Day Software goes from DAM-lite to DAM-heavy
Switzerland-based Web CMS vendor Day Software has always prided itself on offering customers additional capabilities for managing image assets. Now the company has built up and rolled out a formal Digital Asset Management (DAM) product called "CQ DAM."
This raises an interesting question. What does it mean to manage media assets? As Web CMS Report readers know, most Web CMS tools can now bring relatively advanced capabilities for managing generic binary files (versioning, extended metadata, workflow, WebDAV-based contribution, etc.). Same for many Document Management products. Some Web CMS products now also provide basic browser-based editing, scaling, and cropping of web images...if you dare.
But true digital asset management as it is understood (and needed) by dedicated creative professionals is something else.

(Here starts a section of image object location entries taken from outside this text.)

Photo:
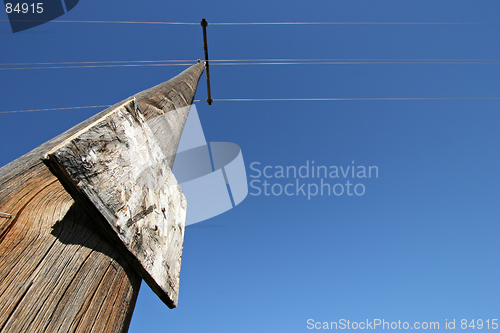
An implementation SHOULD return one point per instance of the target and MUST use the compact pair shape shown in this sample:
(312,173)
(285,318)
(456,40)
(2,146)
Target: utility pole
(89,214)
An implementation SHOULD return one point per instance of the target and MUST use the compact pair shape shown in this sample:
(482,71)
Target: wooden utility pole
(90,213)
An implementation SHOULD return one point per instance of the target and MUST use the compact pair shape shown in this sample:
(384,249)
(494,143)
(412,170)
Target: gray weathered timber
(59,270)
(117,171)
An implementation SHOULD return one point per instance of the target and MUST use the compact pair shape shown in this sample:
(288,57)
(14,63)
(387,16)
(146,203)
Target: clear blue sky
(422,243)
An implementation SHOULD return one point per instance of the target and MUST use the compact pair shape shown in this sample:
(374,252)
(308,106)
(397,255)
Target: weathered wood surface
(58,271)
(117,171)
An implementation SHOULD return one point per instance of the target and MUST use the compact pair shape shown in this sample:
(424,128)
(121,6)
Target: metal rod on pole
(204,24)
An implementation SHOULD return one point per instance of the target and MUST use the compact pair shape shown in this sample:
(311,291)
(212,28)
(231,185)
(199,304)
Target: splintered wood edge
(97,208)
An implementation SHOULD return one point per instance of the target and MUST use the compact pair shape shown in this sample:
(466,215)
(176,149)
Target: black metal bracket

With heavyweight DAM you start to see much higher levels of sophistication (and complexity -- which means cost, too), including watermarking, digital rights management, autoextraction, and plug-ins to specific desktop tools. I haven't yet looked closely at the Day solution, but it looks like, at least from a feature perspective, the company is transitioning from DAM lite to DAM heavy.
Day's flagship CQ product still focuses on Web Content Management, where its offering is comparatively advanced. Clearly they are counting on some customers needing similarly broad asset management capabilities as well. Doubtless some will. But I suspect most enterprise web teams would do well to start with the kind of DAM-lite services that existing repositories might provide, before going big-time here.
Just don't expect to see (or try to build) DAM-heavy services in a DAM-lite platform. The transition from simply versioning a video file to decomposing it into individual images and audio snippets is a very big step. Plan carefully before you take it.